La crisis del examen de admisión en línea de la UNAM no empezó con los puntajes perfectos, sino mucho antes: en la confianza casi ceremonial de que una plataforma, una cámara y una advertencia normativa bastaban para sustituir la vigilancia presencial de un proceso de alta competencia. La Universidad migró a una modalidad digital sin demostrar públicamente que contaba con reglas suficientemente robustas, protocolos verificables de identidad y mecanismos preventivos capaces de impedir la suplantación de personas o la ayuda de terceros. En otras palabras, se pidió fe institucional donde debía haber control técnico; y, como suele ocurrir, la fe no audita pantallas, no detecta segundos monitores y no distingue entre concentración académica y asesoría clandestina.
La información disponible apunta a un patrón que no puede despacharse como simple “mejor preparación” de los aspirantes. El investigador Eduardo Backhoff advirtió que los procesos de admisión suelen mantener distribuciones relativamente estables año con año, por lo que una alteración masiva en el promedio de más de 150 mil sustentantes exigiría una explicación igualmente masiva; la curva estadística, así, dejó de parecer una curva y empezó a parecer una huella digital: no la del mérito, sino la de un mercado paralelo de trampas operando con sorprendente eficiencia.
Frente a ello, la reacción institucional ha sido, por decirlo con cortesía universitaria, parsimoniosa.
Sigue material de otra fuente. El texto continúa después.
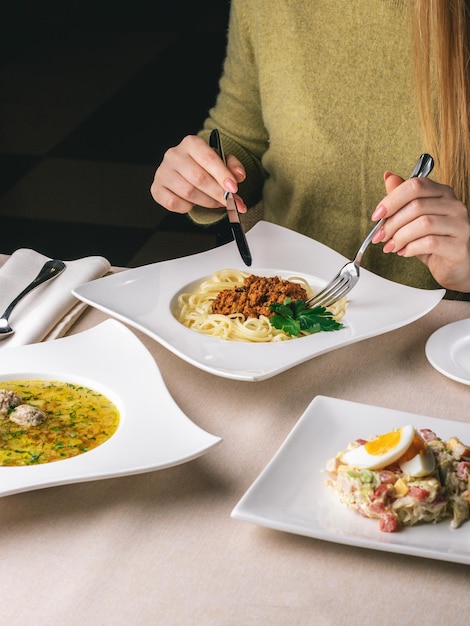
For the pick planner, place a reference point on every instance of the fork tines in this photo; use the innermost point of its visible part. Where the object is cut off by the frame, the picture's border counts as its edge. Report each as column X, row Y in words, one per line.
column 334, row 291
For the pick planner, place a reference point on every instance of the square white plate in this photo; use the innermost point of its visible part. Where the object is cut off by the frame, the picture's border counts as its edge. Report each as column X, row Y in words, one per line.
column 291, row 495
column 144, row 297
column 153, row 432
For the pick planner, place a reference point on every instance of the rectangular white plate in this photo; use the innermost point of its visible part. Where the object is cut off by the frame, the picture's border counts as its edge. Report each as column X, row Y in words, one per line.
column 290, row 494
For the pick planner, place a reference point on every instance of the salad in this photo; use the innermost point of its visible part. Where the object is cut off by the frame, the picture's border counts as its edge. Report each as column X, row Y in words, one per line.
column 404, row 477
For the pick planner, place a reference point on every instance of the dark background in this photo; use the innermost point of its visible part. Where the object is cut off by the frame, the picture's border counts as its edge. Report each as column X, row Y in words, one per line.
column 92, row 94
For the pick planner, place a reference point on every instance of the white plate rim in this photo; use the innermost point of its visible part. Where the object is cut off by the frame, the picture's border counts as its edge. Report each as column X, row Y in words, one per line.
column 152, row 435
column 440, row 348
column 275, row 499
column 141, row 297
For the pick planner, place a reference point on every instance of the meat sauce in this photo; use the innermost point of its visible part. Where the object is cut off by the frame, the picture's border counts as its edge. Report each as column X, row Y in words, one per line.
column 253, row 298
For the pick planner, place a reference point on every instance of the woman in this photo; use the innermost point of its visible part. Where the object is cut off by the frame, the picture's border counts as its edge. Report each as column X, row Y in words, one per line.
column 317, row 100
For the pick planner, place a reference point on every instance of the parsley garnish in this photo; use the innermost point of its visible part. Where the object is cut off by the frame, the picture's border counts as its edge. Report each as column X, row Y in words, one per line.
column 294, row 318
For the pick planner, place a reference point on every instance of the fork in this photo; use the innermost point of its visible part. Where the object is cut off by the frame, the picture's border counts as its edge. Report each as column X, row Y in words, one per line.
column 348, row 275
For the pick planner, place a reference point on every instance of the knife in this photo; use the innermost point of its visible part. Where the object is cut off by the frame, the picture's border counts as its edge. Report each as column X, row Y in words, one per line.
column 232, row 209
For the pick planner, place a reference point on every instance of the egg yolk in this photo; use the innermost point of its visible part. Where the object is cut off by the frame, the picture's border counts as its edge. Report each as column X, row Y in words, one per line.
column 384, row 443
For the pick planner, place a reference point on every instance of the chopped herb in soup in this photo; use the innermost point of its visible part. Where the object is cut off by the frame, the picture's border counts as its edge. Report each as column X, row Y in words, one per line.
column 43, row 421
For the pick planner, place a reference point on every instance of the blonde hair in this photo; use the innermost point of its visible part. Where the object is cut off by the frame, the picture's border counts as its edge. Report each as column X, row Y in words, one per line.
column 441, row 49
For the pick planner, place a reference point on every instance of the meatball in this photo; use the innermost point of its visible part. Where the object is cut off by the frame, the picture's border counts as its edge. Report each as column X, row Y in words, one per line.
column 8, row 400
column 27, row 415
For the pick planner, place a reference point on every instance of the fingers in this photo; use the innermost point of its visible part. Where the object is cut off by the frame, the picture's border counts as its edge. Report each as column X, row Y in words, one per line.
column 425, row 219
column 191, row 173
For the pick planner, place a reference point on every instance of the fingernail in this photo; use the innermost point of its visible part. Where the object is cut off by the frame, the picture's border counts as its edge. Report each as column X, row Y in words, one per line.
column 379, row 235
column 379, row 212
column 241, row 173
column 230, row 185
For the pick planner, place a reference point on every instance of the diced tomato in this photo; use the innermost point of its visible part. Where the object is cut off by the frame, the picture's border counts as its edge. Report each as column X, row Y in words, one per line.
column 419, row 493
column 379, row 492
column 388, row 522
column 428, row 435
column 387, row 478
column 463, row 470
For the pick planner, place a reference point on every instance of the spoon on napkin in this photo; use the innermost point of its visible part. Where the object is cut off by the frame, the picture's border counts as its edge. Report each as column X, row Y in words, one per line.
column 50, row 270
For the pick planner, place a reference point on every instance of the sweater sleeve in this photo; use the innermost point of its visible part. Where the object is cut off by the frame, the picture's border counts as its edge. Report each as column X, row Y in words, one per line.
column 237, row 112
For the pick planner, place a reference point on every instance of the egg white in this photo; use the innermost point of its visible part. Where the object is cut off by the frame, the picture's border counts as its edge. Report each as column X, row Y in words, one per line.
column 360, row 458
column 420, row 465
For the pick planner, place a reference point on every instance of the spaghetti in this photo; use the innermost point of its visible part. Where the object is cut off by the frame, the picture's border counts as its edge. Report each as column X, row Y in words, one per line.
column 195, row 311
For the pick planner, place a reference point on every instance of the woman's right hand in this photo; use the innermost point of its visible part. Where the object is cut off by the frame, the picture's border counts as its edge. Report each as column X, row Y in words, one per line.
column 192, row 173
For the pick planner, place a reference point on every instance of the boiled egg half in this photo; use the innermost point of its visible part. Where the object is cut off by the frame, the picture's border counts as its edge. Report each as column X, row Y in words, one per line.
column 382, row 450
column 404, row 446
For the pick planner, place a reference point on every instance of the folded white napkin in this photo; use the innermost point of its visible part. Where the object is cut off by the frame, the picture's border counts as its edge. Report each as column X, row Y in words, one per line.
column 50, row 309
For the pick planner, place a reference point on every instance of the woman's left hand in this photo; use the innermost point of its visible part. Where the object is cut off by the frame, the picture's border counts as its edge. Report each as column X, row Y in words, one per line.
column 425, row 219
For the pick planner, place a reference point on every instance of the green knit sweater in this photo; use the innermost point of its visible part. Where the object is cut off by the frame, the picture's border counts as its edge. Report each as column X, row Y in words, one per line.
column 317, row 100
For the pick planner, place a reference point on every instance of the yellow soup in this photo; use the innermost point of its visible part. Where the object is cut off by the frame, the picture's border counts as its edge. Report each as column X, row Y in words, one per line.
column 78, row 419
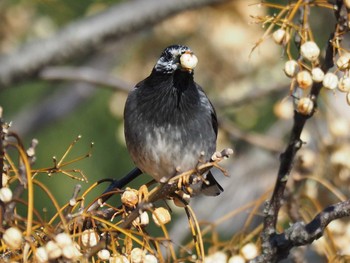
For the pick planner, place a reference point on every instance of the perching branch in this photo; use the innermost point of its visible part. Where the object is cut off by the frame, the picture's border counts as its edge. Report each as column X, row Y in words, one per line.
column 87, row 34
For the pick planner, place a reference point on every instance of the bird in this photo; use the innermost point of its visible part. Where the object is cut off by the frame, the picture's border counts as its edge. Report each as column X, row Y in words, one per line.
column 169, row 122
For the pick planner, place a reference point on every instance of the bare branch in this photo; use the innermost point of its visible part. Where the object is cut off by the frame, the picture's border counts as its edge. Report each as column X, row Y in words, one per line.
column 87, row 34
column 85, row 74
column 300, row 234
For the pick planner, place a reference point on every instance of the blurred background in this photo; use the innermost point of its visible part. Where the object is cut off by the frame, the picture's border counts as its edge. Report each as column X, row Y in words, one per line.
column 82, row 92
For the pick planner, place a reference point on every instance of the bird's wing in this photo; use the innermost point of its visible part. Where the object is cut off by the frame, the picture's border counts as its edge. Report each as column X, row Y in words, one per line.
column 208, row 106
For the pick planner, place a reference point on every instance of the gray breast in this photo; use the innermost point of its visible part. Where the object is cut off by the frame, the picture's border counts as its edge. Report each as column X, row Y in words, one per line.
column 164, row 151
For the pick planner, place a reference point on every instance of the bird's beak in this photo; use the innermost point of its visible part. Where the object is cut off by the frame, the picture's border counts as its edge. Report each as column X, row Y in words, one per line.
column 188, row 61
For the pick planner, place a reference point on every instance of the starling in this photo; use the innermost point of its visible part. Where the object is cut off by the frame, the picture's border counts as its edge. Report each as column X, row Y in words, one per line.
column 170, row 124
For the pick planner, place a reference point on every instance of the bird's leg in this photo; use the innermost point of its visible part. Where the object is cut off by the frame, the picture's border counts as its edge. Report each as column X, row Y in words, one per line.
column 143, row 194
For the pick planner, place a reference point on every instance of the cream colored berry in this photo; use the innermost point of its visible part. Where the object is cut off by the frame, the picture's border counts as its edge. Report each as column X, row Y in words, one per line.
column 236, row 259
column 13, row 237
column 344, row 84
column 130, row 197
column 188, row 61
column 284, row 109
column 137, row 255
column 5, row 194
column 71, row 252
column 317, row 74
column 291, row 68
column 142, row 220
column 249, row 251
column 339, row 127
column 305, row 106
column 280, row 36
column 53, row 250
column 89, row 238
column 310, row 50
column 304, row 79
column 330, row 81
column 161, row 216
column 118, row 259
column 104, row 254
column 150, row 259
column 41, row 255
column 63, row 239
column 343, row 61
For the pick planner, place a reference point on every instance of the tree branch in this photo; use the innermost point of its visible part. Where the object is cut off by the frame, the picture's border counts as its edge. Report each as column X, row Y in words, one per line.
column 87, row 34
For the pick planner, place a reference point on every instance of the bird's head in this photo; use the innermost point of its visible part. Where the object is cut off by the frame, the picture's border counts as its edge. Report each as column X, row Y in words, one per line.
column 176, row 57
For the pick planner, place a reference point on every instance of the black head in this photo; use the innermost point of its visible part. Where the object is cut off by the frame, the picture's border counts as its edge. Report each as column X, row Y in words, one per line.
column 176, row 57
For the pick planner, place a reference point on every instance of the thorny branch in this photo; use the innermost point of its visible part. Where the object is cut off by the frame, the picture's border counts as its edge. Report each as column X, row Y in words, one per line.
column 277, row 246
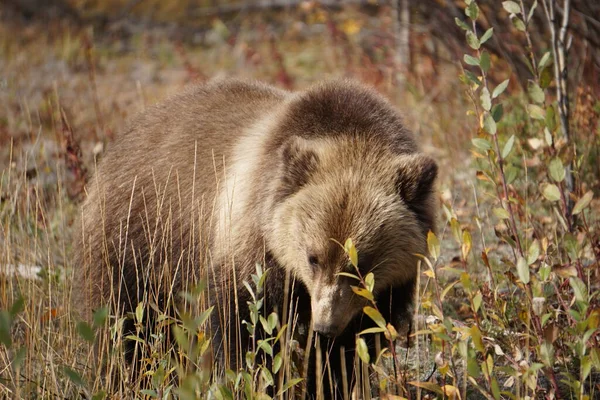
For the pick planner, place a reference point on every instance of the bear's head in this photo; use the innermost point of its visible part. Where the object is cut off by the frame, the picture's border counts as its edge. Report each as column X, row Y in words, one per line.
column 334, row 188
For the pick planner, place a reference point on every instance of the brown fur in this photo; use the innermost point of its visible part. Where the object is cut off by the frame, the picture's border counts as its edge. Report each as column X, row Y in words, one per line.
column 232, row 173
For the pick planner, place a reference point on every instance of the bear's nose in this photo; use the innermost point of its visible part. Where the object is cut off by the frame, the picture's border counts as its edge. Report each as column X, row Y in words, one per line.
column 326, row 330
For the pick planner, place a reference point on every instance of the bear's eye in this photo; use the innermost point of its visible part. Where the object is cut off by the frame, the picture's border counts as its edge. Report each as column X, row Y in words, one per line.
column 313, row 260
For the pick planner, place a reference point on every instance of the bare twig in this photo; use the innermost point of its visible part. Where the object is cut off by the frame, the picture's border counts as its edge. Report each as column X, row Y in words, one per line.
column 559, row 51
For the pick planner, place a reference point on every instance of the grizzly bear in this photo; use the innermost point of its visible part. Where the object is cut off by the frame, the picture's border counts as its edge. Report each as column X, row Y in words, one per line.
column 232, row 173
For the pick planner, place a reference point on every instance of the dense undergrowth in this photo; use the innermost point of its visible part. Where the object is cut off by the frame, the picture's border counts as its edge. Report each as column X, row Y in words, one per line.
column 508, row 305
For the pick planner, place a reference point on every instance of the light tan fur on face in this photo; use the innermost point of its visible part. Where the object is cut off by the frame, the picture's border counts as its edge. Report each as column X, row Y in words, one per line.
column 352, row 194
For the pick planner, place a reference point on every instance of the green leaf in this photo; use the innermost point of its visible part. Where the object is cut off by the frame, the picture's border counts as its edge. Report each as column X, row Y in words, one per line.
column 518, row 24
column 489, row 124
column 583, row 202
column 472, row 77
column 486, row 101
column 511, row 7
column 351, row 251
column 477, row 341
column 533, row 253
column 277, row 361
column 473, row 41
column 432, row 387
column 546, row 77
column 481, row 144
column 375, row 315
column 548, row 137
column 486, row 36
column 100, row 316
column 288, row 385
column 362, row 292
column 544, row 61
column 579, row 289
column 535, row 92
column 461, row 24
column 532, row 10
column 472, row 11
column 101, row 395
column 471, row 60
column 372, row 330
column 362, row 350
column 5, row 329
column 557, row 170
column 500, row 89
column 477, row 301
column 19, row 357
column 551, row 192
column 433, row 245
column 370, row 281
column 523, row 270
column 348, row 275
column 485, row 61
column 17, row 307
column 550, row 118
column 73, row 376
column 508, row 146
column 139, row 312
column 501, row 213
column 536, row 112
column 497, row 112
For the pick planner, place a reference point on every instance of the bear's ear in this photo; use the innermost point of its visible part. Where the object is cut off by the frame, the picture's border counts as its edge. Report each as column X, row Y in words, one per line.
column 416, row 176
column 299, row 160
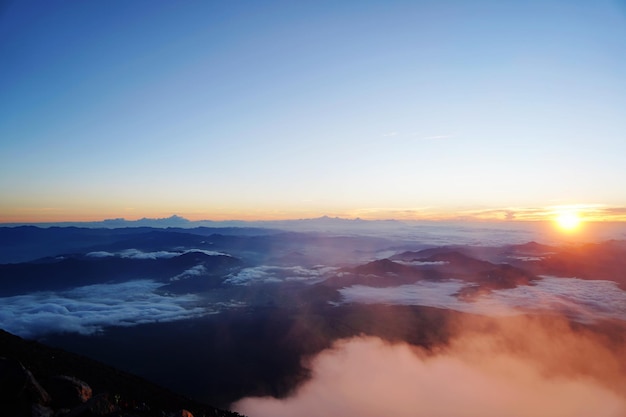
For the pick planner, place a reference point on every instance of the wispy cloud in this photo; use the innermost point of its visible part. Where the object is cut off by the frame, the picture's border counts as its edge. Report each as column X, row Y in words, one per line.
column 268, row 273
column 477, row 375
column 435, row 137
column 90, row 308
column 583, row 300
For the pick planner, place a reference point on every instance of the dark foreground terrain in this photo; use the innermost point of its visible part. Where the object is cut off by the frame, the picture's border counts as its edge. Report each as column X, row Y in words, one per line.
column 33, row 381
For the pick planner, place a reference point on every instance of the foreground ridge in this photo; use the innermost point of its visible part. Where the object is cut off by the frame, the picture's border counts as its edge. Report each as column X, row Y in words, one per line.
column 40, row 381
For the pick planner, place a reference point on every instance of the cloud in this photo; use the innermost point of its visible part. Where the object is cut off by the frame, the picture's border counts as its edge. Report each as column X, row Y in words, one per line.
column 525, row 369
column 90, row 308
column 269, row 273
column 195, row 271
column 582, row 300
column 100, row 254
column 436, row 137
column 138, row 254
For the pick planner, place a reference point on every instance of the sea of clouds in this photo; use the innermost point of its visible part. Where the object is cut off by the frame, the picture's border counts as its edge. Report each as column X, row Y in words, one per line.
column 89, row 309
column 522, row 367
column 583, row 300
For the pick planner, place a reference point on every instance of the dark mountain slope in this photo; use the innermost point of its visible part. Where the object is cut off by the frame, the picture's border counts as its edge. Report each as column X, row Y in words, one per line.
column 131, row 391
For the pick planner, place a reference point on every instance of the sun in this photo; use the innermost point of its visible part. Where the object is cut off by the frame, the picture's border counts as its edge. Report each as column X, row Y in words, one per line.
column 569, row 221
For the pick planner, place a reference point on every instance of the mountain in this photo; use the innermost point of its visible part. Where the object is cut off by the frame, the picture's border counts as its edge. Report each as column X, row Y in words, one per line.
column 33, row 377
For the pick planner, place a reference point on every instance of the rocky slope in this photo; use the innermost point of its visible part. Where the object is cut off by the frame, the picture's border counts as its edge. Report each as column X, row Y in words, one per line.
column 39, row 381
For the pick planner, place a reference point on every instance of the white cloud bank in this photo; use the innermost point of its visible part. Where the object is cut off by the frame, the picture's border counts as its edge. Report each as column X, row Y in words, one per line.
column 265, row 274
column 366, row 377
column 90, row 308
column 138, row 254
column 583, row 300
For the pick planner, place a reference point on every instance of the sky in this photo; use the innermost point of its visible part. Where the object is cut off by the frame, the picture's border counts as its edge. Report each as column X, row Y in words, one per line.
column 275, row 110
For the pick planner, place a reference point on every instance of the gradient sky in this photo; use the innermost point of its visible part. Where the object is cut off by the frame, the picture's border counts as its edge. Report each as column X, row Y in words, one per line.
column 258, row 110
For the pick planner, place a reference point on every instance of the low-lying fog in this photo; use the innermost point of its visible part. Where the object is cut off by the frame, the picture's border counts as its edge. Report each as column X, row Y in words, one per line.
column 522, row 367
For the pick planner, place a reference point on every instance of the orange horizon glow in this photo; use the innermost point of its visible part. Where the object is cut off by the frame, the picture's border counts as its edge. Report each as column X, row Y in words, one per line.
column 566, row 218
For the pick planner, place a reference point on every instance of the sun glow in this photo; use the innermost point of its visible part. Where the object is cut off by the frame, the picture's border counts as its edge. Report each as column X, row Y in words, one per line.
column 568, row 221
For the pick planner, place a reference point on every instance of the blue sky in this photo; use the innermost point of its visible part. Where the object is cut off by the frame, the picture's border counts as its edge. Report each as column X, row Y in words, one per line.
column 247, row 109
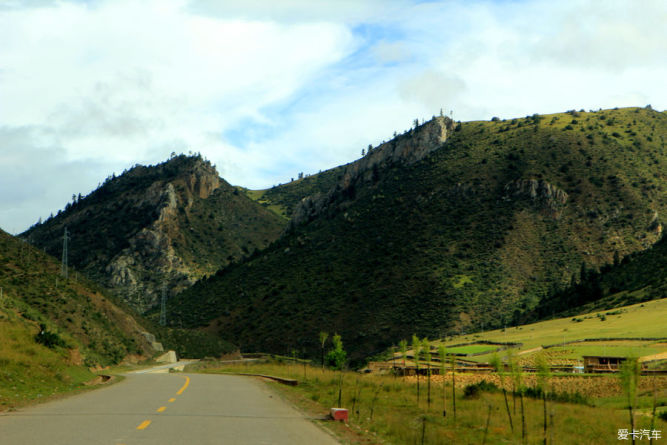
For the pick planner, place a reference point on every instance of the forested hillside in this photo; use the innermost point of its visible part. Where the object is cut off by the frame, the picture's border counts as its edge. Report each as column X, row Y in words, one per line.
column 476, row 233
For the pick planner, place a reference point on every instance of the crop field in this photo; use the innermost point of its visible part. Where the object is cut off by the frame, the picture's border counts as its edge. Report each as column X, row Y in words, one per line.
column 388, row 409
column 639, row 321
column 472, row 349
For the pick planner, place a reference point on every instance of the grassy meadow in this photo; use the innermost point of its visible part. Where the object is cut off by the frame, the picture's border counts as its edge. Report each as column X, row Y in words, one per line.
column 644, row 320
column 386, row 409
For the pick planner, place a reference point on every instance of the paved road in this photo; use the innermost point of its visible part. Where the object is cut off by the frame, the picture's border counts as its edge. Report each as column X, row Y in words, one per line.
column 164, row 409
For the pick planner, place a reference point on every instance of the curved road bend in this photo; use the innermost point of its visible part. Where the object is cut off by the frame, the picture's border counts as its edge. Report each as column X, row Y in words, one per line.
column 165, row 409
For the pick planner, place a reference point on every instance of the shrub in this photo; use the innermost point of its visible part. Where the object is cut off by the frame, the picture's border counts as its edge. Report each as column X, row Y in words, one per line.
column 48, row 338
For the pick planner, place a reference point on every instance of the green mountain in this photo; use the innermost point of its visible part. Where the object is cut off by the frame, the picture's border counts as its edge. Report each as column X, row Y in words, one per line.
column 447, row 228
column 156, row 227
column 638, row 277
column 52, row 329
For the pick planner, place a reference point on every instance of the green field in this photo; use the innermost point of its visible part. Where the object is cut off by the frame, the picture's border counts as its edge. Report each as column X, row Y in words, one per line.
column 630, row 324
column 386, row 409
column 471, row 349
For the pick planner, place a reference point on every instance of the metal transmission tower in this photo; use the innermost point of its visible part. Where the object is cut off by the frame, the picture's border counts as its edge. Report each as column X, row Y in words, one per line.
column 163, row 307
column 66, row 237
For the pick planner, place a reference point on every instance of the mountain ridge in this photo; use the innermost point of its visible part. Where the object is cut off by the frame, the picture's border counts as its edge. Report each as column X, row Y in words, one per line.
column 158, row 227
column 472, row 235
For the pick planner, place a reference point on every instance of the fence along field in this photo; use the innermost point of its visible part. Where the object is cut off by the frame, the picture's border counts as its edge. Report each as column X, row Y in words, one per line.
column 460, row 407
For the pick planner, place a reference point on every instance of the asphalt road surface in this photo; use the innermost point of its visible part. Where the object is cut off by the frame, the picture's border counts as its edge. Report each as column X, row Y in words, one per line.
column 147, row 409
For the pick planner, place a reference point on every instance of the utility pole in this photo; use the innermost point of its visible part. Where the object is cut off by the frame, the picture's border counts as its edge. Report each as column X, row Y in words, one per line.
column 64, row 260
column 163, row 307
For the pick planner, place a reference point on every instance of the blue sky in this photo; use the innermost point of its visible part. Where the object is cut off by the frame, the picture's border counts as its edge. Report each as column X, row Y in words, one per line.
column 269, row 89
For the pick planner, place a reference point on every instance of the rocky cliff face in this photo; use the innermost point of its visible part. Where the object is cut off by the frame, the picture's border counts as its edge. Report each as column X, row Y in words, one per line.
column 545, row 195
column 405, row 149
column 159, row 228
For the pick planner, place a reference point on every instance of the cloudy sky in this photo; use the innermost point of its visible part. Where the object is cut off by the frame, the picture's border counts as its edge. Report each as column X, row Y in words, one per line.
column 267, row 89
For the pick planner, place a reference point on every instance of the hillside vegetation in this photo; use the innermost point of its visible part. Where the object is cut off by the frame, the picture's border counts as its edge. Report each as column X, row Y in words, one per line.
column 52, row 329
column 158, row 227
column 637, row 277
column 472, row 234
column 284, row 198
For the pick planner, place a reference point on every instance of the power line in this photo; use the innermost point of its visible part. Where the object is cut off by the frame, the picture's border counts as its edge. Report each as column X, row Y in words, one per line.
column 64, row 270
column 163, row 307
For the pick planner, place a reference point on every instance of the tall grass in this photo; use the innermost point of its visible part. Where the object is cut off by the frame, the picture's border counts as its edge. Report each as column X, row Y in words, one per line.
column 387, row 406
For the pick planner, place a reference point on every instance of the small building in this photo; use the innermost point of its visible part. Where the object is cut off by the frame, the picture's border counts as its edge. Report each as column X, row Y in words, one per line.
column 597, row 363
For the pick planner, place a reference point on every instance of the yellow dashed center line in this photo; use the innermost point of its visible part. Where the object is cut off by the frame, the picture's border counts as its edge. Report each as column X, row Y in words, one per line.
column 187, row 382
column 144, row 424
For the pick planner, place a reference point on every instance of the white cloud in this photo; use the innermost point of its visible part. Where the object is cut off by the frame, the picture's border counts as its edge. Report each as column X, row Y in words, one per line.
column 267, row 89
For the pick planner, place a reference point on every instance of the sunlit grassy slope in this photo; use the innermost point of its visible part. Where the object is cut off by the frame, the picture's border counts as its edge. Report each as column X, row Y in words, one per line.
column 644, row 320
column 85, row 328
column 455, row 242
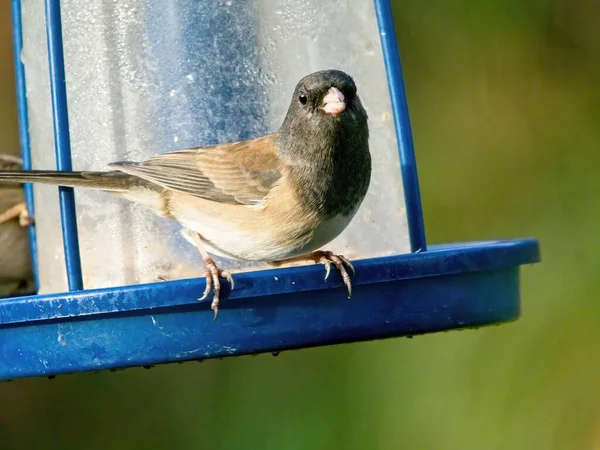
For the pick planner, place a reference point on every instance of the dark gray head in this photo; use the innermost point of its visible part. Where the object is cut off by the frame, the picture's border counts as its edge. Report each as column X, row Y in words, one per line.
column 325, row 138
column 324, row 114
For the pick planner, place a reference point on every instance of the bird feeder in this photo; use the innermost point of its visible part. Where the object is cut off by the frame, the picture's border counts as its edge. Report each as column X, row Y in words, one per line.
column 109, row 81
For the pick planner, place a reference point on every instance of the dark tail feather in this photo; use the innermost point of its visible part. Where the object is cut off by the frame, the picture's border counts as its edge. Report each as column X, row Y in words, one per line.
column 108, row 181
La UNAM ha informado cancelaciones, denuncias penales y la integración de una comisión técnica, pero sus comunicados han sido escuetos para la magnitud del daño: dicen que se revisará, pero no explican con claridad qué se revisará; prometen rigor, pero no ofrecen una ruta crítica con plazos, criterios, responsables y consecuencias. La consecuencia es grave: cuando una institución que evalúa a miles de jóvenes no explica con suficiencia cómo protegerá la equidad, el problema deja de ser sólo tecnológico y se convierte en una crisis de credibilidad. Y la credibilidad, a diferencia de una contraseña, no se restablece con un enlace enviado por correo.
Los patrones estadísticos anómalos en exámenes de alto impacto no son una rareza académica menor: en otros países han sido el punto de partida para invalidaciones, auditorías, sanciones administrativas e incluso investigaciones penales. La estadística no condena por sí sola, pero sí obliga a investigar; funciona como una alarma contra incendios: puede sonar por error, pero apagarla sin revisar el edificio es una pésima política pública y una peor lección educativa.
La UNAM debería empezar por reconocer el tamaño del problema sin eufemismos ni comunicados anestesiados. La universidad no pierde autoridad por admitir una falla; la pierde cuando parece más interesada en administrar la incomodidad que en corregirla. Si la UNAM quiere conservar la confianza pública, debe recordar que su prestigio no se defiende negando la crisis, sino demostrando que todavía sabe resolverla.